The Punjab Pollution Control Broad on Wednesday challenged the World Health Organisation’s report on ambient air quality in the state that said Patiala was among the most polluted cities in the world, The Tribune reported. The board said the report, according to which 14 of the top 20 polluted cities are in India, was unscientific and did not have reasonable facts.
“Patiala was placed in this list on the basis of PM 2.5 data which was never monitored by the Punjab Pollution Control Broad or any other government agency in any of the cities of Punjab during the study period of the report from 2010 to 2016,” said KS Pannu, the pollution control agency’s chairperson.
PM, or particulate matter, is a fine mixture of solids and liquid droplets in the air, and PM 2.5 is a category of pollutants that are less than 2.5 micrometers in diameter. PM 2.5 pollutants are small enough to lodge themselves into human lungs.
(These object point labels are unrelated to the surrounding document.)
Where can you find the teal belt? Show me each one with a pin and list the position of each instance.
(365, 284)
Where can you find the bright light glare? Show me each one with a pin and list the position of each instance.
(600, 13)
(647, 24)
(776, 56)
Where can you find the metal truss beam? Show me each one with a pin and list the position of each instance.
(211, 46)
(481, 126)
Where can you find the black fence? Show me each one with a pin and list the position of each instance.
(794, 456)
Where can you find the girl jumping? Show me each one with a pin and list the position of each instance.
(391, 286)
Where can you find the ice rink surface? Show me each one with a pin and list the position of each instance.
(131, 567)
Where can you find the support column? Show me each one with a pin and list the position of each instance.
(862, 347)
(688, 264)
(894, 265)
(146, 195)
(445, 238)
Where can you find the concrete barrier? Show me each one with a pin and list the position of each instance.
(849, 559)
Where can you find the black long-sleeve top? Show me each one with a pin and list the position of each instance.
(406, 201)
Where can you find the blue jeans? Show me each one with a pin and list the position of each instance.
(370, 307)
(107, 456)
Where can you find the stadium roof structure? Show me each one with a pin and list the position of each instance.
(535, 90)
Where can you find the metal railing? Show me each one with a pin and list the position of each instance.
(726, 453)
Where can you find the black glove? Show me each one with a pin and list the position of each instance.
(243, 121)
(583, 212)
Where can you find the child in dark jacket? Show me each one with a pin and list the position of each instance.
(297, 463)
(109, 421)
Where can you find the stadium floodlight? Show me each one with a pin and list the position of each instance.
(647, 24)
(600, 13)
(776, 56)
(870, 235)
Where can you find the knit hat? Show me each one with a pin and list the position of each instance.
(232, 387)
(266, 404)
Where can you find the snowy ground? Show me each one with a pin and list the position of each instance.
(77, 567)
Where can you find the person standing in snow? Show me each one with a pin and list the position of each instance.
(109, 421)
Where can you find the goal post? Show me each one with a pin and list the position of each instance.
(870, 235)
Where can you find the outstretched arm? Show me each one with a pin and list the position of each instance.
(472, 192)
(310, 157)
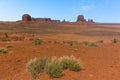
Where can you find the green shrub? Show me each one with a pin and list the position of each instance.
(100, 41)
(54, 69)
(52, 66)
(9, 46)
(3, 51)
(37, 41)
(70, 63)
(115, 41)
(37, 66)
(92, 44)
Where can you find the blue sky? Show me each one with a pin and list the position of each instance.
(98, 10)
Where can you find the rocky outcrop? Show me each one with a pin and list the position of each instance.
(80, 18)
(26, 18)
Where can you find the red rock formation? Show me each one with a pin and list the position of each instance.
(80, 18)
(26, 18)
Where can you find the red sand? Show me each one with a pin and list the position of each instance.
(98, 63)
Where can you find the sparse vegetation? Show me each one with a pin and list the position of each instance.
(3, 51)
(54, 69)
(38, 41)
(92, 44)
(9, 46)
(86, 43)
(36, 66)
(115, 40)
(70, 63)
(52, 66)
(100, 41)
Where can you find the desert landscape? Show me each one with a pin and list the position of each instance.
(95, 45)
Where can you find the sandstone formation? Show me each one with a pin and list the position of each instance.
(80, 18)
(26, 18)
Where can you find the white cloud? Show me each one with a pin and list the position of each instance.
(75, 10)
(87, 7)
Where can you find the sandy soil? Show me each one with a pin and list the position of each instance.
(98, 63)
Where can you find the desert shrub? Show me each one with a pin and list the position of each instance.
(92, 44)
(37, 41)
(3, 51)
(9, 46)
(54, 69)
(70, 63)
(100, 41)
(52, 66)
(115, 41)
(36, 66)
(85, 43)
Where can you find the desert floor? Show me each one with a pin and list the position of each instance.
(101, 62)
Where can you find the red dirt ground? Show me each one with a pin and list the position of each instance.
(98, 63)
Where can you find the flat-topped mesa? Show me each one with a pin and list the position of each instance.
(81, 18)
(26, 18)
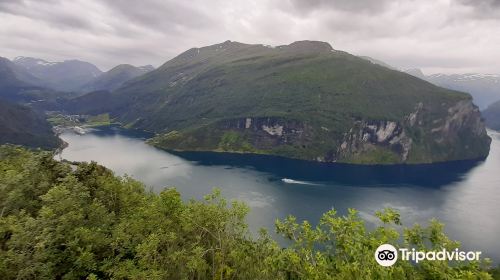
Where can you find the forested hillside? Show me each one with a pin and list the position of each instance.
(23, 126)
(79, 221)
(304, 100)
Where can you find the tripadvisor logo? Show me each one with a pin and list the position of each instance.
(387, 255)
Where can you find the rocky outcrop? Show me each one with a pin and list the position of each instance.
(456, 132)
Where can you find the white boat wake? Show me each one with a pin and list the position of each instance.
(291, 181)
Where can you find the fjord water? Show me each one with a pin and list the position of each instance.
(463, 195)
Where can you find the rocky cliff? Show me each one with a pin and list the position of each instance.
(305, 100)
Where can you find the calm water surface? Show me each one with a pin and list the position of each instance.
(464, 195)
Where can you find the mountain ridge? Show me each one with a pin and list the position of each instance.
(303, 100)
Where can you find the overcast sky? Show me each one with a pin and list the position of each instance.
(451, 36)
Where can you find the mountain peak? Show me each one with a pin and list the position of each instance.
(307, 45)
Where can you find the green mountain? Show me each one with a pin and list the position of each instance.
(492, 116)
(304, 100)
(21, 125)
(116, 77)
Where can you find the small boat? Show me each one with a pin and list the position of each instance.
(78, 130)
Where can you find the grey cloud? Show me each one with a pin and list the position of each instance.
(482, 9)
(48, 11)
(161, 14)
(441, 35)
(373, 6)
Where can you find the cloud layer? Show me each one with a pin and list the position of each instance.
(452, 36)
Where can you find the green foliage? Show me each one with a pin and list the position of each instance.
(61, 221)
(83, 120)
(234, 141)
(492, 116)
(305, 82)
(21, 125)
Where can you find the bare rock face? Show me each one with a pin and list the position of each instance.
(459, 135)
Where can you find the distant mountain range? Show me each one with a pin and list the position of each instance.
(304, 100)
(41, 84)
(484, 88)
(69, 75)
(21, 125)
(116, 77)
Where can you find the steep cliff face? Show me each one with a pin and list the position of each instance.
(305, 100)
(430, 133)
(454, 134)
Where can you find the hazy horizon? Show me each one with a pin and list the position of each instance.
(443, 36)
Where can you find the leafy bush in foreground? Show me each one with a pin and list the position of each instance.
(62, 222)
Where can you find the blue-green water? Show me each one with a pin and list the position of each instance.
(463, 195)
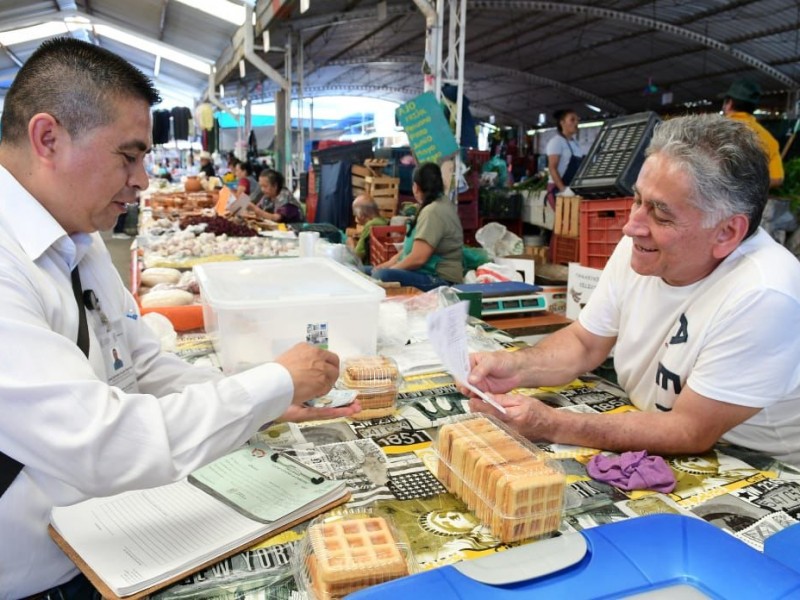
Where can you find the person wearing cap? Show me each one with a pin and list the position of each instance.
(367, 214)
(739, 103)
(206, 165)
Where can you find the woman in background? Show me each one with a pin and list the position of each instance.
(564, 155)
(433, 247)
(276, 202)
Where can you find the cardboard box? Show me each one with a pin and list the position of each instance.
(255, 310)
(580, 285)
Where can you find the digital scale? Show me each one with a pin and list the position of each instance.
(506, 297)
(653, 557)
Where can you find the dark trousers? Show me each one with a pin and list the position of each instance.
(77, 588)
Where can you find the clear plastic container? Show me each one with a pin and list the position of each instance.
(510, 484)
(346, 551)
(376, 379)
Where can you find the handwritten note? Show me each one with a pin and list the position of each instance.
(447, 332)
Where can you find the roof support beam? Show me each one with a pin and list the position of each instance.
(606, 13)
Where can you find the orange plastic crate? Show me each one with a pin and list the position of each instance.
(601, 228)
(564, 250)
(382, 242)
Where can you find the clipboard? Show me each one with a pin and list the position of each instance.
(108, 594)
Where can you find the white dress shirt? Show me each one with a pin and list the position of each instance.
(77, 435)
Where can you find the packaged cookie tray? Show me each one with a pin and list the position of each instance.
(370, 373)
(345, 551)
(510, 484)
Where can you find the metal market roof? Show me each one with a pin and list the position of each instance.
(522, 58)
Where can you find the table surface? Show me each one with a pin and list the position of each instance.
(389, 463)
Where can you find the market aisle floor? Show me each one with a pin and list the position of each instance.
(120, 254)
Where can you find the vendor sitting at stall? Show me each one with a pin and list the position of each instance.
(433, 247)
(699, 303)
(276, 203)
(366, 214)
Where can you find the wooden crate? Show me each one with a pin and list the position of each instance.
(382, 240)
(568, 216)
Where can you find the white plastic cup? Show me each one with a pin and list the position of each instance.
(308, 242)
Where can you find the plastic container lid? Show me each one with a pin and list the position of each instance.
(345, 552)
(510, 484)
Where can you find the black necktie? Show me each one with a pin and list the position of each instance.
(83, 328)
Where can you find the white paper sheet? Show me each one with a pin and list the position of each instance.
(447, 332)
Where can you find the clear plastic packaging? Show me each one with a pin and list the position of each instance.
(376, 379)
(346, 551)
(510, 484)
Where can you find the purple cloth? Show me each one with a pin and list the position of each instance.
(632, 471)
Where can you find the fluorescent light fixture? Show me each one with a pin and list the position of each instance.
(222, 9)
(35, 32)
(162, 50)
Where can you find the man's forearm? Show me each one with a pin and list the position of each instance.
(656, 432)
(560, 357)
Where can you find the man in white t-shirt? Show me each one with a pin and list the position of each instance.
(700, 304)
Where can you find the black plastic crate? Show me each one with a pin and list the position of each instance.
(612, 165)
(498, 203)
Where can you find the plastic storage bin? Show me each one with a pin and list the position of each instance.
(601, 228)
(375, 378)
(348, 551)
(505, 480)
(255, 310)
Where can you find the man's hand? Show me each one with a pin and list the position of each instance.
(495, 372)
(299, 413)
(313, 371)
(528, 416)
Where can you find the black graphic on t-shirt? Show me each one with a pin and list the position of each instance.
(683, 332)
(664, 376)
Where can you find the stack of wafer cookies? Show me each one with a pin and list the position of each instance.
(506, 482)
(351, 554)
(375, 380)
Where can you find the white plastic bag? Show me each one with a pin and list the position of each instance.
(498, 240)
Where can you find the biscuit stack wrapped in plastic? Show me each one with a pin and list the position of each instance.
(375, 378)
(345, 553)
(504, 479)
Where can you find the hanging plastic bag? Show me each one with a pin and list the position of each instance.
(498, 240)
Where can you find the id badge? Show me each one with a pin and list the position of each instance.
(117, 358)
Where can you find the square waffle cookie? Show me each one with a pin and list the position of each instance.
(351, 554)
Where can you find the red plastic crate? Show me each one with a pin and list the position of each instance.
(382, 242)
(601, 228)
(564, 250)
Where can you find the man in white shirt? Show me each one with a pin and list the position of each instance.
(700, 304)
(75, 129)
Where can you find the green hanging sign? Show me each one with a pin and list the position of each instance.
(428, 131)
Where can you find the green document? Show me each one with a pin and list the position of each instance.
(266, 484)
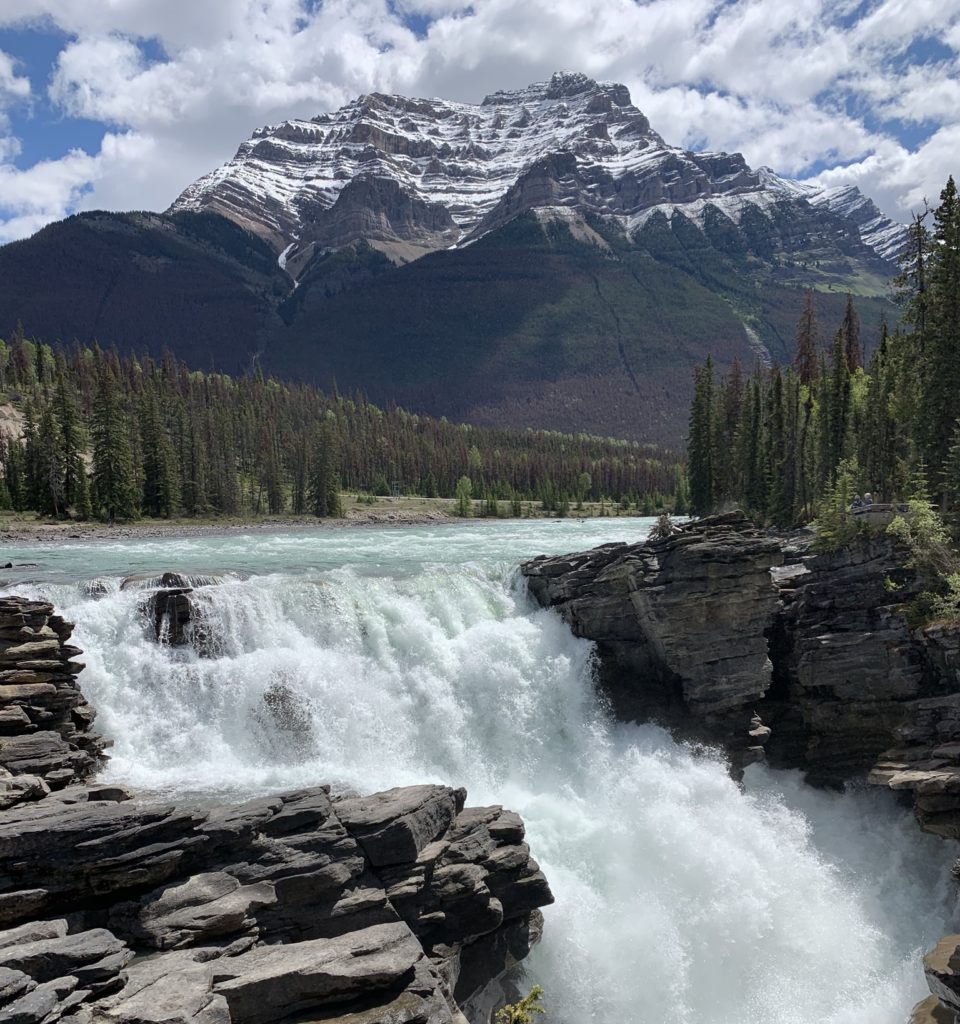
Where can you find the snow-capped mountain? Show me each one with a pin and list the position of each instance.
(411, 176)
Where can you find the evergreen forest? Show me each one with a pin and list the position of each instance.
(117, 437)
(789, 442)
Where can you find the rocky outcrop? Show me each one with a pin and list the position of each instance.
(392, 906)
(174, 614)
(46, 739)
(681, 625)
(847, 663)
(399, 907)
(718, 622)
(754, 642)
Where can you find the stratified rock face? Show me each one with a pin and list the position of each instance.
(390, 907)
(45, 722)
(680, 624)
(942, 968)
(848, 662)
(416, 175)
(811, 664)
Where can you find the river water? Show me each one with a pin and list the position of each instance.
(412, 655)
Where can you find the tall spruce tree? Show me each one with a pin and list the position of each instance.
(808, 340)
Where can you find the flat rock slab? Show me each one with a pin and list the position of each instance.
(94, 957)
(271, 982)
(394, 826)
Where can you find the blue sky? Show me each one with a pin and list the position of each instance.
(122, 103)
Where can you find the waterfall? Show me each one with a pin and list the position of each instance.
(680, 897)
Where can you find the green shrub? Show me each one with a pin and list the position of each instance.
(522, 1012)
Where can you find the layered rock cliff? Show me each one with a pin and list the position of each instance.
(401, 906)
(755, 643)
(411, 175)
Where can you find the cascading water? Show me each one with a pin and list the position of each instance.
(376, 658)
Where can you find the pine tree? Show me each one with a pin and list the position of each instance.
(323, 491)
(942, 392)
(849, 328)
(114, 478)
(700, 443)
(808, 340)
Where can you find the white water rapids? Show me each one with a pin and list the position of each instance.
(413, 655)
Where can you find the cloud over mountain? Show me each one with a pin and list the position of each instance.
(847, 92)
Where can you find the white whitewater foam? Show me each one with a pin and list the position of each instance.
(679, 897)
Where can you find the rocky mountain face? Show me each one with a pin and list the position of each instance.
(399, 907)
(540, 259)
(416, 175)
(804, 660)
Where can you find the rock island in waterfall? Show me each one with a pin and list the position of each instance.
(479, 543)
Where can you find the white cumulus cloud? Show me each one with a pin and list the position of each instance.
(810, 87)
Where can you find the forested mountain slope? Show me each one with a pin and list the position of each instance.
(541, 259)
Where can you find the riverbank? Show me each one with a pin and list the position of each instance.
(27, 528)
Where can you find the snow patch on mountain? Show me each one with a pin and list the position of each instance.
(418, 175)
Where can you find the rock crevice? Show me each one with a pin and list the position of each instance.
(401, 906)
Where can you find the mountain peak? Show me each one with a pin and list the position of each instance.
(415, 175)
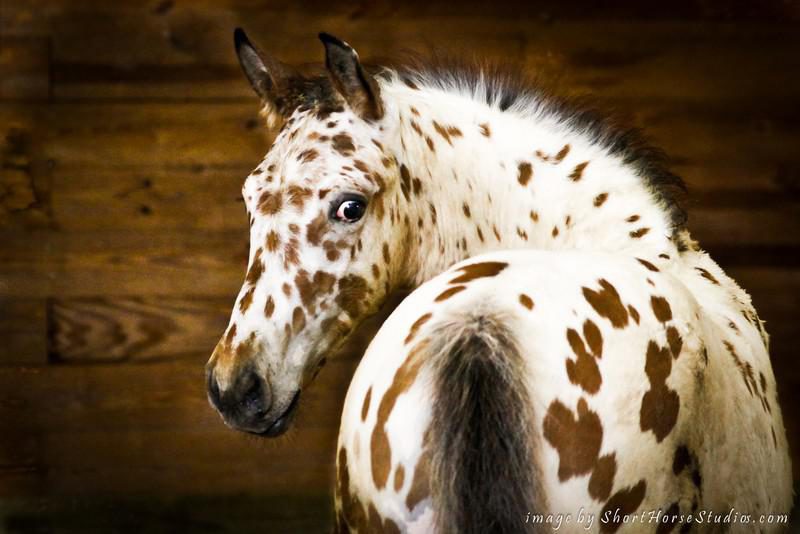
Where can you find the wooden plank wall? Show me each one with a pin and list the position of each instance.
(126, 130)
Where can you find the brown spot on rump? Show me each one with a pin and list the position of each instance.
(583, 370)
(380, 449)
(256, 269)
(416, 326)
(558, 158)
(577, 172)
(316, 228)
(669, 520)
(600, 199)
(607, 303)
(307, 155)
(420, 484)
(365, 405)
(343, 144)
(270, 203)
(660, 404)
(352, 290)
(269, 307)
(478, 270)
(576, 439)
(624, 502)
(525, 172)
(661, 308)
(247, 299)
(674, 341)
(602, 480)
(298, 195)
(707, 275)
(399, 477)
(273, 241)
(405, 181)
(298, 319)
(447, 293)
(291, 253)
(648, 265)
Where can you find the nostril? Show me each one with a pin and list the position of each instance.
(253, 399)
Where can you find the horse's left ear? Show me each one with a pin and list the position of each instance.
(358, 87)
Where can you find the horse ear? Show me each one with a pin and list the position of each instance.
(268, 76)
(358, 88)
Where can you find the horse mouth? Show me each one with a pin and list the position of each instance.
(281, 424)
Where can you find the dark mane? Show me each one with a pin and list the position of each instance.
(509, 87)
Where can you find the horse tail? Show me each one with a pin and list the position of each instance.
(483, 478)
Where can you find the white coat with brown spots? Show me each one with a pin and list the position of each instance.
(609, 366)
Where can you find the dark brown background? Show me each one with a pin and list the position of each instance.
(126, 130)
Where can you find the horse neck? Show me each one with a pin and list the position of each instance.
(479, 179)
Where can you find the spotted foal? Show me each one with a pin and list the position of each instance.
(606, 366)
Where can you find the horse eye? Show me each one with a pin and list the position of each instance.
(350, 210)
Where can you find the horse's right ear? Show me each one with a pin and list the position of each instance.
(268, 76)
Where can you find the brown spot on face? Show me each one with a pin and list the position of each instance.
(707, 275)
(269, 307)
(660, 405)
(602, 480)
(577, 172)
(256, 269)
(600, 199)
(307, 155)
(247, 299)
(380, 449)
(316, 229)
(298, 195)
(661, 308)
(607, 303)
(648, 265)
(399, 477)
(524, 173)
(624, 502)
(583, 370)
(416, 326)
(273, 241)
(576, 439)
(270, 203)
(447, 293)
(352, 291)
(365, 405)
(343, 144)
(478, 270)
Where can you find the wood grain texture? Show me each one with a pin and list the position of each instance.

The Centre set up 24 air-monitoring stations in rural and urban areas across the state under the national air quality monitoring programme in the late 1980s. However, the equipment used at these centres can record only PM 10 levels along with the presence of sulphur dioxide and nitrogen oxides, The Times of India reported. Pannu said that a pollution-monitoring station set up in Patiala on January 24 can measure PM 2.5 levels. The average readings of this station were found to be 48.4 micrograms per cubic metre, Pannu claimed, and not 101 micrograms per cubic metre as the WHO quoted in its report.
“I am surprised as it appears that United Nations agency has interpreted the PM 10 data as PM 2.5 without any scientific figures recorded in the state,” said the pollution control board chief. “The report has astonished every one, including the scientist community. The WHO has never consulted nor shared any information in this regard with the state pollution control board.”
Pannu claimed that the report had created panic among the residents of Patiala and other cities in the state. The board would challenge the report and take up the matter with the WHO, he added.